VE by time since dose

Time since receipt of a single mRNA dose was inconsistently reported in eligible studies. Five studies provided no information on time since a single dose in their analyses23,24,30,33,34, while eight studies noted only that VE was measured at least 7 or 14 days after receipt of the dose (Fig. 2)18,22,25,26,27,31,32,35. Five studies reported the range (i.e., minimum and maximum) or median time since dose for single dose VE estimates19,20,21,28,29; follow-up ranged from a median of 14 days20, to up to a range of 14 months29. Only 4 of 18 studies reported single dose VE estimates stratified by time since dose19,21,23,29.

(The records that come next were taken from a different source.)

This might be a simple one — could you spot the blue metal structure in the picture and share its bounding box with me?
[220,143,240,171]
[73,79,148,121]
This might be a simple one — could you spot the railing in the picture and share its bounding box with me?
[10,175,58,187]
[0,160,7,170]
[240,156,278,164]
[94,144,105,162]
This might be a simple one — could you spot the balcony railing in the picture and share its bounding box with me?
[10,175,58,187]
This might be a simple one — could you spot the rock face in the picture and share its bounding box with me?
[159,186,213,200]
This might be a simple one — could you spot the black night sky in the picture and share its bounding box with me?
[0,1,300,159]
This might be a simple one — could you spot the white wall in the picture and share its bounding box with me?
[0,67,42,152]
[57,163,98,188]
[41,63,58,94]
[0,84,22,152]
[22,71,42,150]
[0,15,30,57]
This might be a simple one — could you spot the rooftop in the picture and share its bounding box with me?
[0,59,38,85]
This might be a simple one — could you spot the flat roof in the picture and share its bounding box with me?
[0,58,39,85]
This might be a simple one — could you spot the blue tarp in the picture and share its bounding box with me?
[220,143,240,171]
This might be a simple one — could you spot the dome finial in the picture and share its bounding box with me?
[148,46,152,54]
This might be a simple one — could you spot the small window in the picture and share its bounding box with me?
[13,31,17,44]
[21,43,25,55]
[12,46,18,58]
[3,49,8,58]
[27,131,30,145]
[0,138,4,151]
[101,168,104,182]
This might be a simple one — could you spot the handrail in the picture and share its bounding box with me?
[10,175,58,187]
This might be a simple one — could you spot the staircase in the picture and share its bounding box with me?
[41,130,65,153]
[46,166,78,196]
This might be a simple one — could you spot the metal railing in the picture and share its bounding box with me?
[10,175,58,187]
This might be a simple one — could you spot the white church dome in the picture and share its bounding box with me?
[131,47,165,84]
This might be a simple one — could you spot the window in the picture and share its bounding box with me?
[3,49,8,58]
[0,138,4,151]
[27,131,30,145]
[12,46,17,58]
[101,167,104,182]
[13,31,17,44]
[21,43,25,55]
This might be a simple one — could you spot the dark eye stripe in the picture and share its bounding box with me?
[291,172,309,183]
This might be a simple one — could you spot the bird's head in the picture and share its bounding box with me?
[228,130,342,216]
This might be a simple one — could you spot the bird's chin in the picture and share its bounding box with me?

VE in children and adolescents

During both pre-Omicron and Omicron periods, one dose of original mRNA vaccine plus prior infection provided effective protection against infection in children aged 5–11 years (5 of 6 estimates)23,28,33, and against infection (4 of 5 estimates)23,33 and symptomatic infection (4 of 5 estimates)21,23 in adolescents aged 12–16 or 12–17 years (Fig. 2).

VE in the elderly

Two studies focused on elderly populations20,32. A study of adults aged ≥60 years during Omicron reported strong protection against hospitalization for a single dose plus prior infection during periods of BA.1, BA.2, and BA.4/5 variant predominance32. A pre-Omicron study of nursing home residents reported high VE against infection when compared to unvaccinated individuals without prior infection, but found no evidence of added protection with vaccination when compared to unvaccinated residents with prior infection20.

Heterogeneity in studies

Studies had significant heterogeneity in study populations and endpoints. After grouping estimates from the 18 included studies by the five pre-defined groups for synthesis, the largest group size achieved was two studies, for two groups (Supplementary Fig. 1). The high degree of heterogeneity prevented the calculation of median VE by group, meta-analysis, and synthesis of the impact of other factors on VE, including time since dose, order of infection and vaccination, and SARS-CoV-2 variant.

Risk of bias in studies

In the Newcastle-Ottawa Quality Assessment, 15 studies scored eight or nine stars, and three studies scored seven stars (Supplementary Tables 67). No studies scored below the seven-star threshold for exclusion. The two case-control studies that scored seven stars had increased risk of bias primarily due to self-reported ascertainment of vaccination status22,28. While four cohort studies were conducted in high-risk populations including health system workers and nursing home residents18,19,20,34, the single cohort study that scored seven stars lacked details describing ascertainment of vaccination status in a health system worker population34. Five studies reported ≥1 VE estimate with 95% CIs spanning ≥50 percentage points (Supplementary Tables 35)20,23,27,29,31, which suggests low certainty of evidence for these estimates.